João Calvino é um dos importantes personagens da história do século XVI e da própria Europa não unicamente por suas concepções religiosas, sociais e pedagógicas, mas pela complexidade do seu pensamento e pela maneira como conduziu sua vida, aproximando os valores em que afirmou crer.

Calvino nasceu em Noyon, pequena cidade da província da Picardia, localizada ao norte da França, em 10/07/1509. Seu pai, Gérard Cauvin, era advogado e trabalhava como secretário do bispo local.
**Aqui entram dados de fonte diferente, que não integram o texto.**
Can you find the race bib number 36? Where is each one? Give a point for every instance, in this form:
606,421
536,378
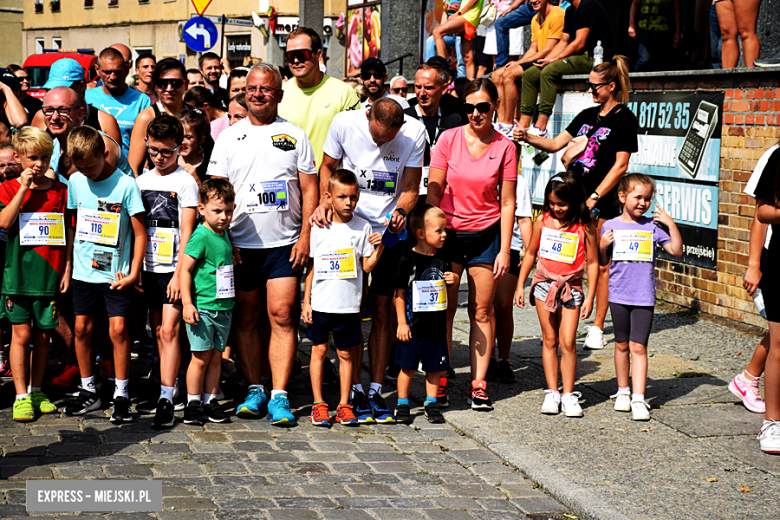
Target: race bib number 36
335,265
429,296
558,245
41,229
98,227
633,246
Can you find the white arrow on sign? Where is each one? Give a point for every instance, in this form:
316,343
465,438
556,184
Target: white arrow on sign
196,30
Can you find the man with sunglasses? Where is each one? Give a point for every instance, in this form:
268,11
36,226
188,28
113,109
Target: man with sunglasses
270,163
374,75
312,98
114,96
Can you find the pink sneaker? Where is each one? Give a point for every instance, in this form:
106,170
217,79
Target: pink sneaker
748,392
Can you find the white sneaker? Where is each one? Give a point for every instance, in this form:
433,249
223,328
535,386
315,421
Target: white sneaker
552,403
770,437
595,339
640,410
571,405
622,400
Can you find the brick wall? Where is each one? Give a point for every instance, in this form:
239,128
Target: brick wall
751,125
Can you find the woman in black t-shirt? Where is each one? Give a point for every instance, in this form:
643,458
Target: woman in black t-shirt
611,131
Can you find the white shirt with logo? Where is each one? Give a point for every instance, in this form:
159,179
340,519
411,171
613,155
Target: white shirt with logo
262,163
350,141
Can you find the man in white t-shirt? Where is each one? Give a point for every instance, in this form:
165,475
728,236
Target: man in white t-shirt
270,163
385,149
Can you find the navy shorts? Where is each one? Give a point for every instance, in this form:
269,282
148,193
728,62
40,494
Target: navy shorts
260,265
433,353
345,328
89,298
155,286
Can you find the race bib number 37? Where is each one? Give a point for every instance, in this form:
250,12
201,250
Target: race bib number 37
558,245
633,246
41,229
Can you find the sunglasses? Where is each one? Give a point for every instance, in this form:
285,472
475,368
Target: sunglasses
298,54
482,108
163,83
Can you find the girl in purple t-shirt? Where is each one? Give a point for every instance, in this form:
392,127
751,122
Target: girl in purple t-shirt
630,241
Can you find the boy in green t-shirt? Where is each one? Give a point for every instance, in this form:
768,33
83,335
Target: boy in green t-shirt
207,293
37,265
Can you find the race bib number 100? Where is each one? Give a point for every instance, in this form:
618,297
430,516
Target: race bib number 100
98,227
558,245
633,246
41,229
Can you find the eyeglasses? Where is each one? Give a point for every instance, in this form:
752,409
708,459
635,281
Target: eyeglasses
482,108
298,54
175,83
154,152
261,91
62,111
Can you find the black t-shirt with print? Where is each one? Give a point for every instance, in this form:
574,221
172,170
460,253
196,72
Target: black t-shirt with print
415,267
608,135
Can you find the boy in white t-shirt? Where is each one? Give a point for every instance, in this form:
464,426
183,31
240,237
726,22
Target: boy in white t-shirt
334,288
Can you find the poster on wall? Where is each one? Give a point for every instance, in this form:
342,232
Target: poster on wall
679,147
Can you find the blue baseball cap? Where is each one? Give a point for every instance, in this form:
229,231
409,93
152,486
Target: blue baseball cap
64,72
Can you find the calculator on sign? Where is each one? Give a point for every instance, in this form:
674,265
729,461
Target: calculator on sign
696,139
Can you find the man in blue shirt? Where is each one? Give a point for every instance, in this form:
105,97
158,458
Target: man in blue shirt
115,97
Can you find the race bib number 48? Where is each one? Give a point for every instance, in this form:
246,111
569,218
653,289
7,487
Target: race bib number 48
558,245
633,246
41,229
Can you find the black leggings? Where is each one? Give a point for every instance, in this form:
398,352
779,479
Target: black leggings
631,322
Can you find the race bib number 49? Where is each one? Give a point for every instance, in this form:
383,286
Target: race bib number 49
633,246
41,229
558,245
98,227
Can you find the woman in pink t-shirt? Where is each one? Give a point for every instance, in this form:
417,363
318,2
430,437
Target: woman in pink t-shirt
472,179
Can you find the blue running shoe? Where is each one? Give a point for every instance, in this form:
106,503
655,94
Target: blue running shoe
279,411
255,404
380,411
362,408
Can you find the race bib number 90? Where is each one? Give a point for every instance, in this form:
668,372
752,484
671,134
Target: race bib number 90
558,245
633,246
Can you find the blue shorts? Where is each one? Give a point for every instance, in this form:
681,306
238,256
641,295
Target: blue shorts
433,353
88,298
345,327
260,265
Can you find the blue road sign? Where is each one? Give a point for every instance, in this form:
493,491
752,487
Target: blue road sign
200,34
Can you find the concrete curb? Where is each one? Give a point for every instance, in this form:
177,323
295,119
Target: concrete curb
580,500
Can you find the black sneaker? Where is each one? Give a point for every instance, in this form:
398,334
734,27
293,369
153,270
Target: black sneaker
505,372
403,414
193,414
492,374
85,402
213,413
164,417
122,412
433,414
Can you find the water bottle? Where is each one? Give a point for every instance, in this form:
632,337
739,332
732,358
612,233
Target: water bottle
598,53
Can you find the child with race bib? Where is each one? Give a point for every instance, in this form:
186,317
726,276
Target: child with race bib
340,255
421,307
37,266
564,237
630,241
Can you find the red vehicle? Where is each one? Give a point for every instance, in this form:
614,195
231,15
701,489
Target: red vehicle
37,66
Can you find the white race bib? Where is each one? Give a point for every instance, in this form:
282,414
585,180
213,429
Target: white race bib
265,197
558,245
41,229
225,286
98,227
335,265
429,296
632,246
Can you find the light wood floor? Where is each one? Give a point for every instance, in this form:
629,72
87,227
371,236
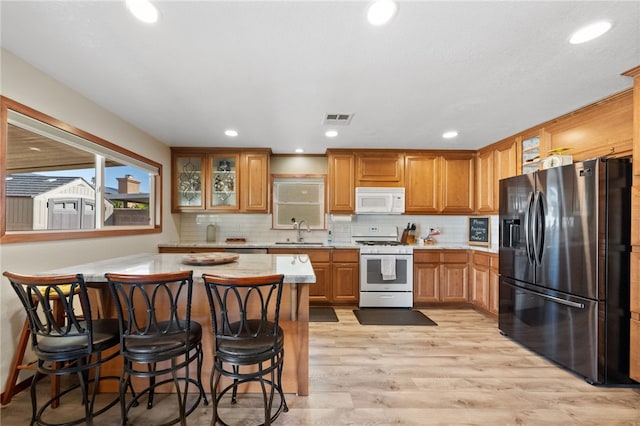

Por causa dessa influência, Calvino gozou em sua infância de especial atenção para com sua formação educacional, pois a teve subsidiada pela igreja cristã, por meio de um benefício eclesiástico que determinava o empenho de um alto valor financeiro em favor de Gérard Cauvin para gastos com educação de seus filhos. (BEZA, 2006)

Influenciado pelo pai, Gérard Cauvin, Calvino, o segundo filho entre cinco irmãos, dedicou-se ao estudo do direito e da filosofia nas principais escolas humanistas da França. Na infância, ainda em Noyon, ele estudou no Collège de Capeto: escola frequentada pelos filhos dos nobres de sua cidade, onde cultivou a amizade com vários destes. Posteriormente, em Paris, Calvino passa a frequentar o tradicionalíssimo Collège de La Marche, onde recebeu treinamento ao sacerdócio estudando humanidades e latim durante alguns meses do ano de 1523. Ali, ele começa a ter contato com os principais humanistas franceses, sendo iniciado por Maturinus Corderius. (MCGRATH, 2004)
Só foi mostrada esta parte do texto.